KMP Gliwice: Karta płatniczna – zagrożenia
Pamiętajmy, aby nie zapisywać kodu PIN na karcie płatniczej – można w ten sposób wiele stracić. Przekonała się o tym pewna młoda gliwiczanka. Kobieta utraciła swoją kartę w niewyjaśnionych okolicznościach, zaś złodziej miał ułatwione zadanie: wraz z kartą dysponował bowiem 4-cyfrowym kodem do niej. Są jeszcze inne zagrożenia związane z „plastikowym pieniądzem”. Poniżej sprawy zgłoszone gliwickiej policji tylko wczoraj.
Pewna młoda gliwiczanka najprawdopodobniej zgubiła kartę płatniczą. Na niej miała zapisany kod PIN. Złożyć zawiadomienie zdecydowała się, gdy otrzymała informację, że 5 października ktoś użył jej karty w bankomacie, wypłacając 2 tys. zł. Raczej wątpliwe, by w takiej sytuacji bank zwrócił pokrzywdzonej pieniądze. Sprawę prowadzą już detektywi z I komisariatu.
Zagrożeniem związanym z kartą jest także możliwość jej skopiowania. Może się to zdarzyć podczas wypłaty gotówki z bankomatu, w którym przestępcy zainstalowali urządzenie skanujące, pozwalające na poznanie kodu PIN. Dlatego, przed skorzystaniem z bankomatu, należy uważnie przyjrzeć się temu urządzeniu. W razie wątpliwości warto zadzwonić pod numer operatora bankomatu (zawsze znajdziemy go w widocznym miejscu).
Jeśli dojdzie do kradzieży pieniędzy poprzez płatność z użyciem kodu PIN, za sprawą skopiowania danych z karty, wówczas banki zazwyczaj zwracają skradzioną kwotę. Sytuacja tego rodzaju zdarzyła się wczoraj w Sośnicy. Mieszkanka Gliwic, podczas płatności kartą, dowiedziała się, że na koncie brakuje je środków. Jak się okazało, nieznany sprawca w nieustalony sposób dokonał wypłaty jej gotówki na terenie Polski oraz USA. Ze wstępnych ustaleń wynika, że płacił za usługi hotelowe. Straty to 1940 zł. Postępowanie prowadzi V KP Gliwice.
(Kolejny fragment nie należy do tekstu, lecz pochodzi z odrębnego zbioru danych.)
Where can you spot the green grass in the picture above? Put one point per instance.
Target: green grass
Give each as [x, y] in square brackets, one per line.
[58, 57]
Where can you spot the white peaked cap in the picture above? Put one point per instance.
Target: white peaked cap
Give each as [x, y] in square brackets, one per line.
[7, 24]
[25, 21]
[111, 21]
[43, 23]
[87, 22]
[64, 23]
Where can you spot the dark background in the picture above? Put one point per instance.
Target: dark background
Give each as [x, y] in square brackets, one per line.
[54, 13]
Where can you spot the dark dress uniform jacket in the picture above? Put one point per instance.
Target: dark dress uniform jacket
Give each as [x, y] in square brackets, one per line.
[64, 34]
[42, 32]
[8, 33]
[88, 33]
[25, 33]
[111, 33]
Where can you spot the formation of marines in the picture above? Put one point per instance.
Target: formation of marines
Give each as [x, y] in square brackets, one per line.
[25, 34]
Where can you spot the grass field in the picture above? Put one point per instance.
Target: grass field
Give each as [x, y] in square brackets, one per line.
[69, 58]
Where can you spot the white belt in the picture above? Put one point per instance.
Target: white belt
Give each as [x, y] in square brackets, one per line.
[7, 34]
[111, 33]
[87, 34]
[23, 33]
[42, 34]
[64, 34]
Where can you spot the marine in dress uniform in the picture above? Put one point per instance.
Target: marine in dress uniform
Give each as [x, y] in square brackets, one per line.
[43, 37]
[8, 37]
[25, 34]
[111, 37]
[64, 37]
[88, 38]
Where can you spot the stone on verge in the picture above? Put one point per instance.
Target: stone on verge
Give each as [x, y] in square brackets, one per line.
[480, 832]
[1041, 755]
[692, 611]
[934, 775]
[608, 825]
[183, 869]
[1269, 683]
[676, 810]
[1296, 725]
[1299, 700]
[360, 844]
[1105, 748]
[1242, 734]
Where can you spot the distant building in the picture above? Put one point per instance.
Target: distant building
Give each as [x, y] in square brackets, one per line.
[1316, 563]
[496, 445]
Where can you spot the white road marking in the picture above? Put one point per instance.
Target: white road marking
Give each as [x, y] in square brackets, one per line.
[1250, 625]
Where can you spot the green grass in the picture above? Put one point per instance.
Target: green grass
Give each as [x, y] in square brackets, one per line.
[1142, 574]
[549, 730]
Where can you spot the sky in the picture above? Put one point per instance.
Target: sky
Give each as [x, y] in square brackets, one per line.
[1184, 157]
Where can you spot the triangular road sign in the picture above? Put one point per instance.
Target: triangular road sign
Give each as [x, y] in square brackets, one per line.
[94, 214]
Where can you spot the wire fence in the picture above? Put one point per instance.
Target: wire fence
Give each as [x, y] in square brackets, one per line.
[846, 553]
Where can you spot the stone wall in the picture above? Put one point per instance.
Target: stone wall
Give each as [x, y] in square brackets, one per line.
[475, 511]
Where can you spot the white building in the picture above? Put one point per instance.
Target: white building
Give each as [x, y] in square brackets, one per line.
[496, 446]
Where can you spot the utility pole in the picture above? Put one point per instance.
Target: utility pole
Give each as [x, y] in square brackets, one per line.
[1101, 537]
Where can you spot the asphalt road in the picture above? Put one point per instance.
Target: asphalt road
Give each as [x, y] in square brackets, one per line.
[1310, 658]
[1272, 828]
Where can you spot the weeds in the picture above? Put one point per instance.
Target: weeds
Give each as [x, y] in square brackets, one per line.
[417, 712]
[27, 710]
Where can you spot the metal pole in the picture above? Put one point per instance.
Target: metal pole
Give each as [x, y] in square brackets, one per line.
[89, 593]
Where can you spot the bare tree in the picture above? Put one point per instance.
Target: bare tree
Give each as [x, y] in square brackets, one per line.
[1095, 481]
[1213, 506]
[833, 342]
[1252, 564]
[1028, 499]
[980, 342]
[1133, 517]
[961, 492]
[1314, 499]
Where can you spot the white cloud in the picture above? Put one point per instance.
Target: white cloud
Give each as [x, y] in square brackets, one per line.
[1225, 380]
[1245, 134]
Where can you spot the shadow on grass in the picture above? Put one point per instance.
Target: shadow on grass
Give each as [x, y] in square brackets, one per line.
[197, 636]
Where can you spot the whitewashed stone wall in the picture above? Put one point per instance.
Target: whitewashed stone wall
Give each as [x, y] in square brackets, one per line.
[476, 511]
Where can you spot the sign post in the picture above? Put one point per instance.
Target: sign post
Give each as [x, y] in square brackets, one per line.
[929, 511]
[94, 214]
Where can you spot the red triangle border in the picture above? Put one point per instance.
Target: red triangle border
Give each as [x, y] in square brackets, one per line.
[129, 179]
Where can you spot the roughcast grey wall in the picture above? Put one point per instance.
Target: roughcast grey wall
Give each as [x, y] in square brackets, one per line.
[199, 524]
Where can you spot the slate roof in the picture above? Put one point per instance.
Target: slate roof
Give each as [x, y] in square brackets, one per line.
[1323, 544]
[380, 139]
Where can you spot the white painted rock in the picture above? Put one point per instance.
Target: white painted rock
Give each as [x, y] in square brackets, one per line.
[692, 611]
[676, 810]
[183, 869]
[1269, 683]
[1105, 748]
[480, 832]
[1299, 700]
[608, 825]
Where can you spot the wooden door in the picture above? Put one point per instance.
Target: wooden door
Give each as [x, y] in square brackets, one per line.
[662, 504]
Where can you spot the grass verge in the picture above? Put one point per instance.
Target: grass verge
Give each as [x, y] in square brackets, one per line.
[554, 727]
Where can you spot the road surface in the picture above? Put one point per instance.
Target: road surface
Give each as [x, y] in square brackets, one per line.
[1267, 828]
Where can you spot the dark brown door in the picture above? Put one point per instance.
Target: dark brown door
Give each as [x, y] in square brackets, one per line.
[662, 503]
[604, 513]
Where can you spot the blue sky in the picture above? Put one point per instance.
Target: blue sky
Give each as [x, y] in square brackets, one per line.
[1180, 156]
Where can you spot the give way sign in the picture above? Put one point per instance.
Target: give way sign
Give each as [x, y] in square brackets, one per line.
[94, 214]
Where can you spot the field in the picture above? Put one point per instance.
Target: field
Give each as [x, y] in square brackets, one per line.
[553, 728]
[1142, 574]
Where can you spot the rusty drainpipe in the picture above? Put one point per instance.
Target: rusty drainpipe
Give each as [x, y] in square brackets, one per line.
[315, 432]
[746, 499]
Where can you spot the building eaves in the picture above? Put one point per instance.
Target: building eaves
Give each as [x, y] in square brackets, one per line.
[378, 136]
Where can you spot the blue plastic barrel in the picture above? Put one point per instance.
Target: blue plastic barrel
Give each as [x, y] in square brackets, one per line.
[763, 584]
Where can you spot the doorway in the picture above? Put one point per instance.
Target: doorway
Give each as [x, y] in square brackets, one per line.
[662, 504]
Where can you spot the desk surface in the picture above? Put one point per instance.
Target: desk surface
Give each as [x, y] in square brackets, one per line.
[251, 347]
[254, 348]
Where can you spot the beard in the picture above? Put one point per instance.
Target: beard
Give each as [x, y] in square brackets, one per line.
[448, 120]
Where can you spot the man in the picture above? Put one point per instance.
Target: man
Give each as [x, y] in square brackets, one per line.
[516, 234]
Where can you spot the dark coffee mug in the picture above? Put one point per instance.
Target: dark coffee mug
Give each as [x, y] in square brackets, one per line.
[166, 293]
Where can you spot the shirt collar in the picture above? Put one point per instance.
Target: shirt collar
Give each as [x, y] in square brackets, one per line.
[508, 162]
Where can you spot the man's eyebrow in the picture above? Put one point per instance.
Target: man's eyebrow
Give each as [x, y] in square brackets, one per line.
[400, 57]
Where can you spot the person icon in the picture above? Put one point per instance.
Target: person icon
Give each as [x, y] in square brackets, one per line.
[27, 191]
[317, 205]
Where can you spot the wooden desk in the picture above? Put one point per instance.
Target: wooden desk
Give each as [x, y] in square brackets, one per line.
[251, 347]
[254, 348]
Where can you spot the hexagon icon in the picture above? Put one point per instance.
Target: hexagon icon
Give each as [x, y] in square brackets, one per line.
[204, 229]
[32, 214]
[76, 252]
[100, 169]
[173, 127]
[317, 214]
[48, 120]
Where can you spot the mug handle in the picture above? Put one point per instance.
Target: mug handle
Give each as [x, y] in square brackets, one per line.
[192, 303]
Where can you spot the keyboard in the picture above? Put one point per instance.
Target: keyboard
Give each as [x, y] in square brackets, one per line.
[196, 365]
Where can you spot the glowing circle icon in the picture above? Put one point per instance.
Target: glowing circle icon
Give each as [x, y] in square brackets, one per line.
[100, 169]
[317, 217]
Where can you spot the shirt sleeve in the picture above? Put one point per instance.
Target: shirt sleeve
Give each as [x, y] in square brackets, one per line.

Nagminną sytuacją są z kolei kradzieże pieniędzy z kont, za pomocą zgubionych lub skradzionych kart, poprzez płatności zbliżeniowe. Tego typu sprawy można już liczyć w dziesiątkach, a nawet setkach. Wczoraj na przykład nieustalony sprawca przywłaszczył sobie portfel 32-letniego mieszkańca naszego powiatu, który przebywał na gliwickim rynku. Złodziej skorzystał z możliwości płacenia bez autoryzacji kodem PIN w sieci sklepów spożywczych, kradnąc w ten sposób ponad 120 zł.
Warto zaznaczyć, że Narodowy Bank Polski wydał bankom rekomendację umożliwienia klientom wyłączenia funkcji płatności zbliżeniowych, czyli płacenia za zakupy o wartości do 50 zł bez podawania PIN-u. Jeśli bank nie umożliwi nam takiej opcji, powinien zwracać wszystkie utracone pieniądze – chodzi o sytuację, gdy przestępca użyje karty zbliżeniowej. Warto więc rozważyć możliwość rezygnacji z takiej usługi.